E*TRADE (ETFC) reported net income of 12 cents per share for the first quarter of 2013, which was in line with analysts expectations. E*TRADE reported a large loss in the previous quarter because of one-time chargers. E*TRADE did miss analysts expectations on the top line revenue number. Analysts expected the online broker to report revenue of $438 million, and they reported $420 million.
E*TRADE reported Daily Average Revenue Trades (DARTs) of 149,000 in the first quarter. That number is 5 percent lower than the same quarter a year ago, but 16 percent higher than the fourth quarter of 2012. Net new brokerage accounts were 30,000 in the first quarter, which far outpaced the 10,000 in the previous quarter, but it was still well short of the 46,000 new accounts in the same quarter a year ago.

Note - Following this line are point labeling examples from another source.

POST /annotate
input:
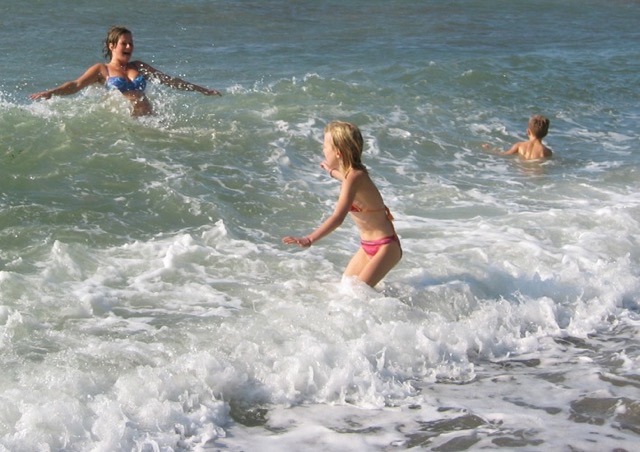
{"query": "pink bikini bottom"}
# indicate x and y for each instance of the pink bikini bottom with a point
(371, 247)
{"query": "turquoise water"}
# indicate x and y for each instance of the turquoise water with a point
(146, 300)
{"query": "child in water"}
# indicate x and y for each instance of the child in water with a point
(533, 149)
(380, 247)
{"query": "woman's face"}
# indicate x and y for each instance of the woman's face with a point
(123, 49)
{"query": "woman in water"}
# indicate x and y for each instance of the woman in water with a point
(129, 77)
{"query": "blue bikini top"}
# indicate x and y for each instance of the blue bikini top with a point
(124, 84)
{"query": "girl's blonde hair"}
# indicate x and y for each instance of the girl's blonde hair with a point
(348, 140)
(113, 36)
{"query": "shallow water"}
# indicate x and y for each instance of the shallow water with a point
(147, 303)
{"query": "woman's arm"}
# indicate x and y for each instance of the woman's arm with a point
(347, 195)
(173, 82)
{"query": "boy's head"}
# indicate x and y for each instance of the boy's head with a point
(539, 126)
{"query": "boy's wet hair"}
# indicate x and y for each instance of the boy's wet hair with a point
(539, 126)
(113, 36)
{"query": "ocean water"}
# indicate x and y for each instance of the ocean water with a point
(146, 300)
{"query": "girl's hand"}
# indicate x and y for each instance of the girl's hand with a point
(211, 92)
(304, 242)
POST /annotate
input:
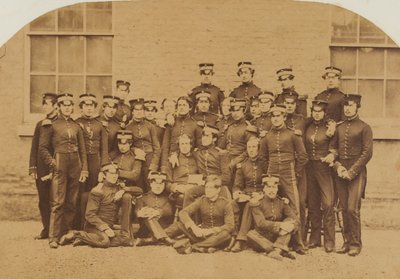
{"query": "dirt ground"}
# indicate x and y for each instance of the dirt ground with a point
(23, 257)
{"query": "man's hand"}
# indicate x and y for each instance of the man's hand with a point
(83, 176)
(109, 232)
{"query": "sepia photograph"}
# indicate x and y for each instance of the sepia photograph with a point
(199, 139)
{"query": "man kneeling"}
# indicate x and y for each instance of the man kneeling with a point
(216, 221)
(274, 222)
(101, 211)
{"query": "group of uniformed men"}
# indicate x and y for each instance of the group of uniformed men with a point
(210, 173)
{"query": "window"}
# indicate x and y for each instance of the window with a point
(70, 50)
(370, 61)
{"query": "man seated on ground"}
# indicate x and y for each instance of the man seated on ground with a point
(215, 225)
(274, 221)
(101, 211)
(155, 212)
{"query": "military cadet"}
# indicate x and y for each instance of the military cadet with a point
(216, 94)
(286, 78)
(332, 94)
(203, 116)
(215, 221)
(353, 142)
(183, 177)
(111, 126)
(184, 124)
(319, 178)
(62, 148)
(247, 184)
(144, 137)
(225, 118)
(102, 208)
(124, 112)
(274, 221)
(155, 212)
(150, 111)
(39, 171)
(286, 157)
(263, 123)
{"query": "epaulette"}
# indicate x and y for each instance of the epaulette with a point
(46, 122)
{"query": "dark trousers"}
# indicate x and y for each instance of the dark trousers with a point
(350, 194)
(266, 242)
(321, 195)
(64, 193)
(43, 188)
(288, 188)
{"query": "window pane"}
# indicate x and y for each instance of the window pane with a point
(392, 98)
(44, 23)
(98, 85)
(43, 54)
(370, 62)
(70, 18)
(369, 33)
(345, 58)
(71, 54)
(99, 54)
(372, 98)
(348, 85)
(393, 63)
(38, 86)
(344, 26)
(99, 17)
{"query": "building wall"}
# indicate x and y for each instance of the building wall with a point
(158, 45)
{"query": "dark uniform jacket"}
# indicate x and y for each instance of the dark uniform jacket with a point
(63, 135)
(248, 175)
(280, 145)
(334, 97)
(353, 140)
(212, 214)
(35, 162)
(160, 202)
(95, 136)
(217, 95)
(269, 214)
(145, 138)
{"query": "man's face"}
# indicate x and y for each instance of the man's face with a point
(350, 109)
(271, 190)
(122, 91)
(109, 110)
(206, 138)
(183, 107)
(124, 146)
(66, 109)
(332, 81)
(278, 119)
(290, 105)
(265, 104)
(317, 113)
(48, 106)
(252, 148)
(203, 104)
(211, 190)
(138, 112)
(206, 76)
(245, 74)
(88, 109)
(237, 113)
(184, 145)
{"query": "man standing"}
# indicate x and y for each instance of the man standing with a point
(65, 138)
(332, 94)
(37, 167)
(216, 94)
(353, 141)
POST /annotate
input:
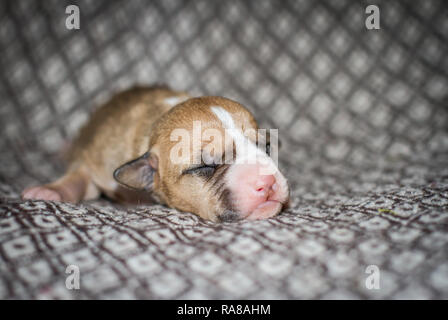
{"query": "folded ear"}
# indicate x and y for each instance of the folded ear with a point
(138, 173)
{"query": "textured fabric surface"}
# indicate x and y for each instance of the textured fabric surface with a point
(362, 116)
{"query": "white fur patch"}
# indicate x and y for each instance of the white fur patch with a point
(246, 149)
(175, 100)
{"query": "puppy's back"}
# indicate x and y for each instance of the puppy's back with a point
(118, 131)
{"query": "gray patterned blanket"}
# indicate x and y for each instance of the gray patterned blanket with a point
(362, 116)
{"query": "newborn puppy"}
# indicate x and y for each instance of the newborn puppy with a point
(191, 154)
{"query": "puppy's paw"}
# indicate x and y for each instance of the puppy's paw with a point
(41, 193)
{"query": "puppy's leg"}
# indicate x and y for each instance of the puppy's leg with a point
(74, 186)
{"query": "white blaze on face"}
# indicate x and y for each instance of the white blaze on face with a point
(246, 151)
(175, 100)
(256, 183)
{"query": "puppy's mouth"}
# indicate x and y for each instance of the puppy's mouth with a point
(265, 210)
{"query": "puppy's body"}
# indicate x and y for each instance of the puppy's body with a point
(118, 132)
(133, 132)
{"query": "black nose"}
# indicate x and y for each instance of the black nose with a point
(229, 216)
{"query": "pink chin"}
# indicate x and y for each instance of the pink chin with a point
(265, 210)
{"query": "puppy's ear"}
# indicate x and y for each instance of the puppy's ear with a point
(138, 173)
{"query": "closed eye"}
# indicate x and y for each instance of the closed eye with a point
(268, 148)
(202, 170)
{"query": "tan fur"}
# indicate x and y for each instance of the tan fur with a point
(138, 121)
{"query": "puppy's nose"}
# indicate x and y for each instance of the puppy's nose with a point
(264, 184)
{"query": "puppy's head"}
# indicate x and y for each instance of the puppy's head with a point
(207, 157)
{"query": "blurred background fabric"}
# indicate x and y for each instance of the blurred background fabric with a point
(362, 117)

E*TRADE finished the first quarter with $219 billion in total customer assets, which is up from the $202 billion mark at this time a year ago. Net new brokerage assets were $3.1 billion in the first quarter.
The company’s loan portfolio ended the quarter at $10 billion. In the previous quarter it was $10.5 billion, so E*TRADE is still taking steps to lower the company’s risk level. The average commission per trade during the quarter was $11.30, which is the highest level in more than a year.
Despite the revenue miss, Wall Street seemed to react quite positively to this report. Shares of ETFC traded higher by about 3 percent on Friday.